采用直觀分析法，對芽增殖倍數(shù)這個指標(biāo)進(jìn)行分析。影響增殖倍數(shù)的指標(biāo)從主到次為：BA（極差3.90）、KT（極差1.10）、NAA（極差0.67）、基本培養(yǎng)基（極差0.63）。方差分析結(jié)果顯示：4個因素中因素D（BA）達(dá)到顯著水平（F＝32.819＞F0.05＝19.000）。均值（k）表明，最優(yōu)組合為A2B2C3D3，即WPM＋NAA 0.5 mg/L＋KT 2.0 mg/L＋BA 4.0 mg/L培養(yǎng)基，但本試驗中不含該組合，因為正交試驗是一種均一性試驗設(shè)計，不可能含所有處理組合[10-11]。但根據(jù)表1仍可選出較好的處理組合A1B3C3D3，即MS＋NAA 1.0 mg/L＋KT2.0 mg/L＋BA 4.0 mg/L，也可達(dá)較好的增殖效果，增殖率為5.5。

表2 培養(yǎng)35 d時芽平均增殖倍數(shù)和芽長Table 2 Bud proliferation coefficient and length after 35 days

采用直觀分析法，對芽長這個指標(biāo)進(jìn)行分析。
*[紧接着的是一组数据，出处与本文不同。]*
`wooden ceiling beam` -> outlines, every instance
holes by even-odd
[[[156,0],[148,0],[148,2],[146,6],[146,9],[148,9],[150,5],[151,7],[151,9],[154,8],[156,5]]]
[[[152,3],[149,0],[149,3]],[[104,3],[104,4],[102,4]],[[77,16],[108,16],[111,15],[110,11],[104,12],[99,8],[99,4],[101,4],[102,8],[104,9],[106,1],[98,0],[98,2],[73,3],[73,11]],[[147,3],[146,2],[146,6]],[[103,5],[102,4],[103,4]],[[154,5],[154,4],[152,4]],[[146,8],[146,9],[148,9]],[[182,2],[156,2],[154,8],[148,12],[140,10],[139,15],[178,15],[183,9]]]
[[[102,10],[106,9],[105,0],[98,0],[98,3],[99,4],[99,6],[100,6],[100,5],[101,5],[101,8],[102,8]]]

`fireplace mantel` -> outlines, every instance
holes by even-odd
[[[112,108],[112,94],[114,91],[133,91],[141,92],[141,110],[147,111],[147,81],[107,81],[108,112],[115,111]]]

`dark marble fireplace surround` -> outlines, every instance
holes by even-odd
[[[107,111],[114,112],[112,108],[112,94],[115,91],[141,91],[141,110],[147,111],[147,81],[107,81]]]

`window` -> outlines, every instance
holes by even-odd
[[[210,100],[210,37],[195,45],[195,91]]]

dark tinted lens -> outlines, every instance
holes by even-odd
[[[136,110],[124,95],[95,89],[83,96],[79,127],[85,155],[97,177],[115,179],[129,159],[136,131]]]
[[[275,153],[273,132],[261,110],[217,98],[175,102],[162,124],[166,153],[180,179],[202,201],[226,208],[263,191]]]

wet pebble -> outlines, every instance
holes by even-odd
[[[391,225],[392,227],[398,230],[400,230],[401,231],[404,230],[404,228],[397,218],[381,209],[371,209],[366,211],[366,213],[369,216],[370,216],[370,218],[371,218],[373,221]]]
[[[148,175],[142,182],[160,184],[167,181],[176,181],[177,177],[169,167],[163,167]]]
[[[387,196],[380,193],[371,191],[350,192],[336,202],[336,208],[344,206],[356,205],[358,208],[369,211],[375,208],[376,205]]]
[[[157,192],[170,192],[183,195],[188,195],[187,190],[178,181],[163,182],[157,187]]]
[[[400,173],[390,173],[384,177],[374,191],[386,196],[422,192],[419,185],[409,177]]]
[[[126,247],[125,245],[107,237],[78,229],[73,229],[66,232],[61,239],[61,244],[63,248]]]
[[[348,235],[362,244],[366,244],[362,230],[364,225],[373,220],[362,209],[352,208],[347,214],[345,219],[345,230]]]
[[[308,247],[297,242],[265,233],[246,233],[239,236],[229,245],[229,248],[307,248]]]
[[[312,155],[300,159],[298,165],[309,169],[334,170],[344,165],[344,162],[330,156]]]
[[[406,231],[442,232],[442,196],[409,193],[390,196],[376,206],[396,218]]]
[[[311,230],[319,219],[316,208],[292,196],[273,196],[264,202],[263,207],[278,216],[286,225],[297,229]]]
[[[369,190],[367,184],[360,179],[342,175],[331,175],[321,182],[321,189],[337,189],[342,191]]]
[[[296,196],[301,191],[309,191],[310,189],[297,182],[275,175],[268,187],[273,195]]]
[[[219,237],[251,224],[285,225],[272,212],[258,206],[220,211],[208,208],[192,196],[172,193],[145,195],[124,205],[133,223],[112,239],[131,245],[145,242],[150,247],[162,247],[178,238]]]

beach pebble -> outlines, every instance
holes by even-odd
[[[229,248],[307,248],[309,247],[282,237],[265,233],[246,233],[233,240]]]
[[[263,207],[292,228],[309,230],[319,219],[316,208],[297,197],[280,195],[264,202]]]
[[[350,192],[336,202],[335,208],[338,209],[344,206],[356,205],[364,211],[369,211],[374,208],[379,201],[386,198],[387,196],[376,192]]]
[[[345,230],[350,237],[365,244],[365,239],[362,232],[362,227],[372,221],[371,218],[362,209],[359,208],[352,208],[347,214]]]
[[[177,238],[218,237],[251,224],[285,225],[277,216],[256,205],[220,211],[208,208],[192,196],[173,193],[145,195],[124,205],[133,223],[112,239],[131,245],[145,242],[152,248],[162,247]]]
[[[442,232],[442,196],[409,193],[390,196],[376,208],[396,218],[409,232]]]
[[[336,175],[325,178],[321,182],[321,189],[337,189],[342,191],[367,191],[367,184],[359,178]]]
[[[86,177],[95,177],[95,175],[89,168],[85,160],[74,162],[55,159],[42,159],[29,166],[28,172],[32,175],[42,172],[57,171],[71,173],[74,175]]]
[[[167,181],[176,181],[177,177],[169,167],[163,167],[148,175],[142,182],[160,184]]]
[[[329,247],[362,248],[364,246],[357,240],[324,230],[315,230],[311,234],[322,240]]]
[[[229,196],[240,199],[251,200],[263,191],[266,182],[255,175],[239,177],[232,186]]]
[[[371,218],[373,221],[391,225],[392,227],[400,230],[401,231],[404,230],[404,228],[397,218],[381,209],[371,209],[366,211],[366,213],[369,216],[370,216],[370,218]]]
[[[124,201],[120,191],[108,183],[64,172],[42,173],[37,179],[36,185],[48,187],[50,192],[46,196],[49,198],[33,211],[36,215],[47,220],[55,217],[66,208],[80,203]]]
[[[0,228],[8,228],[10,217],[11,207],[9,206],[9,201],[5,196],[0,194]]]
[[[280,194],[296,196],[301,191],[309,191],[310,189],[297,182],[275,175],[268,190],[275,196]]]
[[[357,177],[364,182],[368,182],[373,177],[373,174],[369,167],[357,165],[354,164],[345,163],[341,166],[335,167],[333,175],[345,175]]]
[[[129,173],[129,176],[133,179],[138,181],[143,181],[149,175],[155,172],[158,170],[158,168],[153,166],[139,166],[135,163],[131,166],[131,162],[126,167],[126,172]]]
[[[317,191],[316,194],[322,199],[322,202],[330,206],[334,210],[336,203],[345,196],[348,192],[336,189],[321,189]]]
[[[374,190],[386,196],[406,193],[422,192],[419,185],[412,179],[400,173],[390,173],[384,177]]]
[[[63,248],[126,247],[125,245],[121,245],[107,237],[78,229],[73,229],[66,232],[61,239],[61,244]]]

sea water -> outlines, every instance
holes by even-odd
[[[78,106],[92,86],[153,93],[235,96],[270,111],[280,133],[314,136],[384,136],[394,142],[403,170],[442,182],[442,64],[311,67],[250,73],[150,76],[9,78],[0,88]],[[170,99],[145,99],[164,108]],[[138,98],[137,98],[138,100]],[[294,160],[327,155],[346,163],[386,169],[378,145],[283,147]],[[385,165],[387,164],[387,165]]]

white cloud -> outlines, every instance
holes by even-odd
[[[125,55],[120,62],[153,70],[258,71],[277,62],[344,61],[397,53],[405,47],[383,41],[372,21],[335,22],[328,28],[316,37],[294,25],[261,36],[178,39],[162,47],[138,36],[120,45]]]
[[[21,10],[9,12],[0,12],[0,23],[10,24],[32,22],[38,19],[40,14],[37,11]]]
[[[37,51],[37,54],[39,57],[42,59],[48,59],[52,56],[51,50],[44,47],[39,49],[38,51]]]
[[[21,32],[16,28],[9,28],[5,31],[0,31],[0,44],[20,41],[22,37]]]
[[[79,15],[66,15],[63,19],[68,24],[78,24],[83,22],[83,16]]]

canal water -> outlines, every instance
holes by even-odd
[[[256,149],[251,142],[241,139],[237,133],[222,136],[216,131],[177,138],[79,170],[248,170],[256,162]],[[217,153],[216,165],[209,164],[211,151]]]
影響芽長的指標(biāo)從主到次為：NAA（極差0.867）、KT（極差0.733）、基本培養(yǎng)基（極差0.466）、BA（極差0.400）。方差分析結(jié)果顯示：4個因素均未達(dá)到顯著水平。均值（k）表明，最優(yōu)組合為A2B3C3D1，即WPM＋NAA 1.0 mg/L＋KT 2.0 mg/L培養(yǎng)基，櫸樹繼代芽可以達(dá)到較好的抽長效果。

2.2 抗氧化劑和吸附劑抑制褐化的效果

在培養(yǎng)基中加入抗氧化劑或活性炭，對防止某些植物培養(yǎng)物的褐變具有一定的效果。3種抗氧化劑和吸附劑抑制繼代芽褐變的效果見表3。結(jié)果表明，2.0 g/L PVP具有良好的抑制繼代芽褐變的作用，加入該物質(zhì)后，繼代芽幾乎無褐化現(xiàn)象發(fā)生。即使偶爾出現(xiàn)少量褐化，也只發(fā)生在葉片，對芽體生長無明顯損害。15 mg/L Vc對繼代芽褐化無明顯抑制作用。而添加2.0 g/L AC，也對繼代芽的褐化無抑制作用（見圖5），芽體在添加活性炭的培養(yǎng)基中褐化，繼代芽在添加活性炭的培養(yǎng)基中前期生長健康，葉片顏色轉(zhuǎn)為深綠色，但培養(yǎng)15 d后繼代芽會出現(xiàn)明顯玻璃化的現(xiàn)象（見圖6）。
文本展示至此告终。